The thing is to _get there!_"

"In football or in life," laughed Karl. "Defeat furnishes good material to the poets and the artists, but none of us care to have the glory of the conquered apply to _us._"

They were all looking at the bronze and Ernestine looked from one face to another, trying to understand why it moved none of them as it had her.

Karl's face was very purposeful tonight, reflecting the stimulus of his talk with his friend. Filled with enthusiasm for this fight he was making, he had no eye in this hour for the triumph of the vanquished.

"Why I don't want to submit," he laughed just then. "I want to win!"

"An idea which has done a great deal of harm," observed Dr. Parkman.

"That 'you'll-get-your-reward-somewhere-else' doctrine is the worst possible armour for life. The poets, of course, have always coddled the weak, but I see more poetry in the to-h.e.l.l-with-defeat spirit myself."

That too she could understand--a simple matter of the arrogance of the successful.

And with Georgia it was that thing of "getting there"--the world's hard and fast standards of success and failure.

She too turned to the statue. Were they right, and she wrong? Was it just the art of it, the effectiveness, which moved her, and was the thought back of it indeed weakening sentimentality?

"Defend it, Ernestine," laughed Karl; and then, affectionately, seeing her seriousness, "Tell us what _you_ see in it."

Dr. Parkman turned from the statue to her. He never forgot her face as it was then.

He had decided during the evening that her great charm was her exquisite femininity; she seemed to have all those graces of both mind and body which make for perfect loving. It was the world force of love, splendidly manifest in gentleness, he had felt in her first. But now something new flamed up within her. Here was power--power moving in the waves of pa.s.sion through the channel of understanding. Her face had grown fairly stern in its insistence.

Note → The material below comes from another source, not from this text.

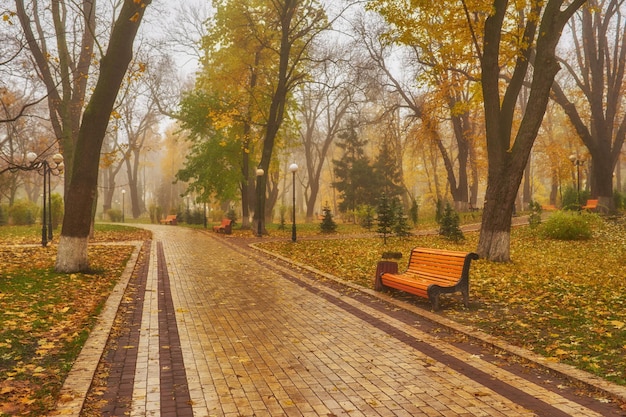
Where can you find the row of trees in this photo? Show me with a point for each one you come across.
(458, 87)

"But don't you _see_ The keynote of it is that stubborn grip on the broken sword. I should think every fighter would love it for that. And it is more than the glory of the good fight. It is the glory of the unconquerable will. Look at the woman's face! The world calls him beaten. _She_ knows that he has won. I see behind it the world's battlefields--'way back from the first I see them all, and I see that the thing which has shaped the world is not the success or failure of individual battles one-half so much as it is this wresting of victory from defeat by simply _breathing_ victory even after the sword has been broken in the hand. What we call victory and defeat are incidents--things individual and temporal. The thing universal and eternal is this immortality of the spirit of victory. Why, every time I look at that grip on the broken sword,"--laughing now, but eyes shining--"I can feel the world take a bound ahead!"

CHAPTER VII

ERNESTINE IN HER STUDIO

The next morning she went to work. She had never wanted anything with quite the eagerness that she wanted to work that morning.

"What I want to know is," Georgia had demanded the night before, "did either of you do any work? I hear a great deal about quaint little villages and festive cafes, but what did you actually do?"